2h ·
Isolated t-storms are possible this afternoon and early evening as heat and high humidity combine allowing a few storms to pop. These pop-up storms will be just a small preview of what is to come. By far, the MAIN action arrives after the sun goes down as a LARGE cluster of strong to severe thunderstorms approaches from the NW and sweeps through most of north Texas tonight.
Storms will be capabale of all severe weather modes. The main tornado threat, however, will be from widely scattered supercell thunderstorms across the TX Panhandle/West Oklahoma late this afternoon, stretching into far NW sections of north Texas early this evening. And then all the storms will merge together to form one giant cluster of heavy rain, pockets of hail, and widespread high winds.
The leading edge of the main storm cluster will sweep into the NW Metroplex after 10 PM and the leading edge should clear the SE Metroplex by 1 AM. However, that will not be the end of the rain.
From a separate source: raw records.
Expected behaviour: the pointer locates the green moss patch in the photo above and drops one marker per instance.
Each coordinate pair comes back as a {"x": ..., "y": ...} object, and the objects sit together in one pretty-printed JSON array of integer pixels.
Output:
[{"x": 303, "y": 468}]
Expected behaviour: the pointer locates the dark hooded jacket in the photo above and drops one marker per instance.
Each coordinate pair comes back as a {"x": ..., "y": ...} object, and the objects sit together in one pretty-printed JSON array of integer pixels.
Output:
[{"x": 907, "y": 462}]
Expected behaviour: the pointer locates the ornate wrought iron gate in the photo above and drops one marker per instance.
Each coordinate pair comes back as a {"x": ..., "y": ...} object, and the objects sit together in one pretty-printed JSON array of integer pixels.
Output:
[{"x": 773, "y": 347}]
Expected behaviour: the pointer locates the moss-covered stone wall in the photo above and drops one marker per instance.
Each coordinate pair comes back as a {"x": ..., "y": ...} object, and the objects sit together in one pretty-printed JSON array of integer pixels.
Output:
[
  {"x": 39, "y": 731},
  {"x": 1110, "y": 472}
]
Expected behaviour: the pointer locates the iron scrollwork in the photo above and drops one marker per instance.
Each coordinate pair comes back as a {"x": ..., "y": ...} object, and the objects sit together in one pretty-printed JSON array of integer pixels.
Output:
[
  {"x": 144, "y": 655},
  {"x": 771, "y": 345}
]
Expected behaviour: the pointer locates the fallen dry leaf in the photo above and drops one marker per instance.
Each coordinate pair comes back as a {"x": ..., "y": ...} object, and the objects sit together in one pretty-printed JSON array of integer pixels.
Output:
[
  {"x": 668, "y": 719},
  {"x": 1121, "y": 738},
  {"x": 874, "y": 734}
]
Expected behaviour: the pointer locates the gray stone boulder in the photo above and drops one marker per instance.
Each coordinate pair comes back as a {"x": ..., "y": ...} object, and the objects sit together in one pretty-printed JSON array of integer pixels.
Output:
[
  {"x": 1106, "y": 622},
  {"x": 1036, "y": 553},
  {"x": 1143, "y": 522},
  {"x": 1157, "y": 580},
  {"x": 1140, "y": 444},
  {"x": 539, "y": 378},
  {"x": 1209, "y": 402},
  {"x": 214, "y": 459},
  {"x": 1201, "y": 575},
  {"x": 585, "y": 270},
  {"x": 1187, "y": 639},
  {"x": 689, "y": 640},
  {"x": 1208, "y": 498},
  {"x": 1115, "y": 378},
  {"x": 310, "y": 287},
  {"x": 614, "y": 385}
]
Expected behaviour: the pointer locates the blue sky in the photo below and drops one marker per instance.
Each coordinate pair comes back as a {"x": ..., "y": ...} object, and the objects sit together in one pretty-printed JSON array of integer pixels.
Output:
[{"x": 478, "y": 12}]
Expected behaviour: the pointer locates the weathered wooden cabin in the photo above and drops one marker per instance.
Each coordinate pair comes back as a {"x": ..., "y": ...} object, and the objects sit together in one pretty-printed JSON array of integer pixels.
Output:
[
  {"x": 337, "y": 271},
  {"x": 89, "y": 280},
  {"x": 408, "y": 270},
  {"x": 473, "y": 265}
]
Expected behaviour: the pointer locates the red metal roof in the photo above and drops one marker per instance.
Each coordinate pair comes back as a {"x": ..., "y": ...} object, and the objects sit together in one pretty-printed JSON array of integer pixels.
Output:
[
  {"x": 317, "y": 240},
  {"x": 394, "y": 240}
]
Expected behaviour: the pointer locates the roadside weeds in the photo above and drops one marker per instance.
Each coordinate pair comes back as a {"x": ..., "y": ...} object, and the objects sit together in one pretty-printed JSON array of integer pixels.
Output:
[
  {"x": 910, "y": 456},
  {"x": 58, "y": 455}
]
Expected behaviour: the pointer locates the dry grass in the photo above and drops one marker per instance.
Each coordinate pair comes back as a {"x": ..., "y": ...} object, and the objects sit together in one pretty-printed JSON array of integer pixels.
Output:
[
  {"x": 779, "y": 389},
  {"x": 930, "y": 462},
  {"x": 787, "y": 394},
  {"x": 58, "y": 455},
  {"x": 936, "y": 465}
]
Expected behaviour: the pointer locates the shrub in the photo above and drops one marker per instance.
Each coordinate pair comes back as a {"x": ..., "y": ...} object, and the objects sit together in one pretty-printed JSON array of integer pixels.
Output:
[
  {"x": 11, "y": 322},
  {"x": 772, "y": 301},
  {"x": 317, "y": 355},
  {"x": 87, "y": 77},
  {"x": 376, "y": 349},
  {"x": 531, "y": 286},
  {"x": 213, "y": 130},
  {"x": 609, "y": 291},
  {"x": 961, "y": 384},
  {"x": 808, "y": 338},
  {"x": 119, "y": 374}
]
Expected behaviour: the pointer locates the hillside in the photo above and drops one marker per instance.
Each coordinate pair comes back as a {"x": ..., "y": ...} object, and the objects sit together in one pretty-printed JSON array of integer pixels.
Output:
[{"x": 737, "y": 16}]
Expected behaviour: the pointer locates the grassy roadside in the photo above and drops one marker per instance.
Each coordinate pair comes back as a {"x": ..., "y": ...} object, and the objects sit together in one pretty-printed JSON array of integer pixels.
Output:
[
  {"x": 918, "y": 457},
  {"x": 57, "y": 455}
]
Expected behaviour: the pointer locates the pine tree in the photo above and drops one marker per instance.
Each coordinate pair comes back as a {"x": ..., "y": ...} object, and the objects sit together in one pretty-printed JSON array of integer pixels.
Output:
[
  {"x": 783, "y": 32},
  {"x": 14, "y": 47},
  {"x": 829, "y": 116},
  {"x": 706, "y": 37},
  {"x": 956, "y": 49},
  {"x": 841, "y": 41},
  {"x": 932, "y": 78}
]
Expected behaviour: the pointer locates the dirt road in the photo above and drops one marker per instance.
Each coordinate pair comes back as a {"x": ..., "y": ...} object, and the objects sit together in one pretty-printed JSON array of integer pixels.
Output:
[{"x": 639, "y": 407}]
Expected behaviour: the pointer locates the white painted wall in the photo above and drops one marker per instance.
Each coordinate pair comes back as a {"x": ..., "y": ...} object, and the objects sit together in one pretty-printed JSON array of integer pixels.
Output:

There will be additional not-as-strong storms that will fire behind the main cluster keeping rain chances going a few more hours after the severe line passes.
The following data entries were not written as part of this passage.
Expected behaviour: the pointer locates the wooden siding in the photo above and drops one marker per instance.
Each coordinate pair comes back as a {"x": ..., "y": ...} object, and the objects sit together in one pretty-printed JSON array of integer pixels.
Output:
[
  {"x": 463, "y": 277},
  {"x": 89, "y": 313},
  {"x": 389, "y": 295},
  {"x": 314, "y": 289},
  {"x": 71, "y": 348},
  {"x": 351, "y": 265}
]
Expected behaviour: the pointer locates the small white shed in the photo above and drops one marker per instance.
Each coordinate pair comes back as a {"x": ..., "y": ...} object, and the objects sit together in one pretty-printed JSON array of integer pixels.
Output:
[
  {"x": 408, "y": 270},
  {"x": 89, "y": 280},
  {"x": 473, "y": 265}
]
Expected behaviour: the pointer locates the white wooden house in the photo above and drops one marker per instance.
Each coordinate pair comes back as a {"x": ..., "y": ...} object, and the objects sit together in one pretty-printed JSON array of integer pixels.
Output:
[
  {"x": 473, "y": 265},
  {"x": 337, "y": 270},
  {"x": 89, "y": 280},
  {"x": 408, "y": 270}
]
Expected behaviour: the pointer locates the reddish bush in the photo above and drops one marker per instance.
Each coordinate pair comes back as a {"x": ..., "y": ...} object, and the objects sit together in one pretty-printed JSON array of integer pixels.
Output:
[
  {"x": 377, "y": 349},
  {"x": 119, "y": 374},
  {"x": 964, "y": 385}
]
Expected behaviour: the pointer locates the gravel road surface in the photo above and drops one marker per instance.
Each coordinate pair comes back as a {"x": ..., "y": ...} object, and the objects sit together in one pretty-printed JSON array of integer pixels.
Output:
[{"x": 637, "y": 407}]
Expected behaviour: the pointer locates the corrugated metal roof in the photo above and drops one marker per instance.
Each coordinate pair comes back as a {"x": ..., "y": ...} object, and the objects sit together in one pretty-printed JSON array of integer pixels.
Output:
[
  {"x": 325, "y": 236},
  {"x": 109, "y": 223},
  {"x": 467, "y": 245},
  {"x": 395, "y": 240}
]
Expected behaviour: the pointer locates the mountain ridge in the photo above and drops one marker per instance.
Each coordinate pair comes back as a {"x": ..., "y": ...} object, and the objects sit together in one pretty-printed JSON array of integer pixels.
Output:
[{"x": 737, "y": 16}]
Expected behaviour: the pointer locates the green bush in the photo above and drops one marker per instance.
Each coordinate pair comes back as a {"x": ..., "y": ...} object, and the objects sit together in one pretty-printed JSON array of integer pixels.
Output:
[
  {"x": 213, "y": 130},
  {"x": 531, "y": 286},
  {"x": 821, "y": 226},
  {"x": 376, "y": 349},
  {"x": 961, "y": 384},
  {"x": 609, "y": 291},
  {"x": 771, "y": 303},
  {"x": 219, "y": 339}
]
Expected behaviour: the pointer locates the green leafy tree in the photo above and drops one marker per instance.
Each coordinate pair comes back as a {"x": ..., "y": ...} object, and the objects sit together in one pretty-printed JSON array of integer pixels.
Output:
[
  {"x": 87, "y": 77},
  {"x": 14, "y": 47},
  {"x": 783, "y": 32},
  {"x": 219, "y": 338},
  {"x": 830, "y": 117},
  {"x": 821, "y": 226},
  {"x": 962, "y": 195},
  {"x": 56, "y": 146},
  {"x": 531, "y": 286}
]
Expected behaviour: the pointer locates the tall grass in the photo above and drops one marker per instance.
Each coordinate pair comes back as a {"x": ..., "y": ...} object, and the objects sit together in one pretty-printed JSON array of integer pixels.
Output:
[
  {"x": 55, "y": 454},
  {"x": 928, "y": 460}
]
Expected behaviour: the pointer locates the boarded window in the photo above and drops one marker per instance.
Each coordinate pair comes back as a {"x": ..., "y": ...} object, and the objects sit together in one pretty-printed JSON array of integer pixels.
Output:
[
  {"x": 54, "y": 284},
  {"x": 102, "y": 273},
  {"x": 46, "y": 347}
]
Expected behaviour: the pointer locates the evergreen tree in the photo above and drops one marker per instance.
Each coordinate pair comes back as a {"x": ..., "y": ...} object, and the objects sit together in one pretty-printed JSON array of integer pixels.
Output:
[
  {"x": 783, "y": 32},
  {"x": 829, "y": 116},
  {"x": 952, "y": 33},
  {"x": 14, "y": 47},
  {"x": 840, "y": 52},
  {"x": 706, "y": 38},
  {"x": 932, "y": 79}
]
The tricky part of this forecast is the precise DIRECTION this large storm cluster will move when it gets to north Texas and will determine if this will be a 75% coverage or a 100% coverage. The upper-level steering winds will be blowing to the east/northeast which will try to keep much - but not all - of the action north of I-20.
HOWEVER, the broad area of rain-cooled air (called the "cold pool") produced by this large storm complex will blast to the southeast and will try to pull the cluster much farther to the south in spite of the upper-level winds blowing in an opposing direction. This will subject most of north Texas - including ALL of the Metroplex - to this storm event, though once again, not all Metroplex cities will be soaked with heavy rainfall totals.
This forecast assumes the cold pool will ultimately dominate and overwhelm the upper-level winds and drive the storms to the southeast.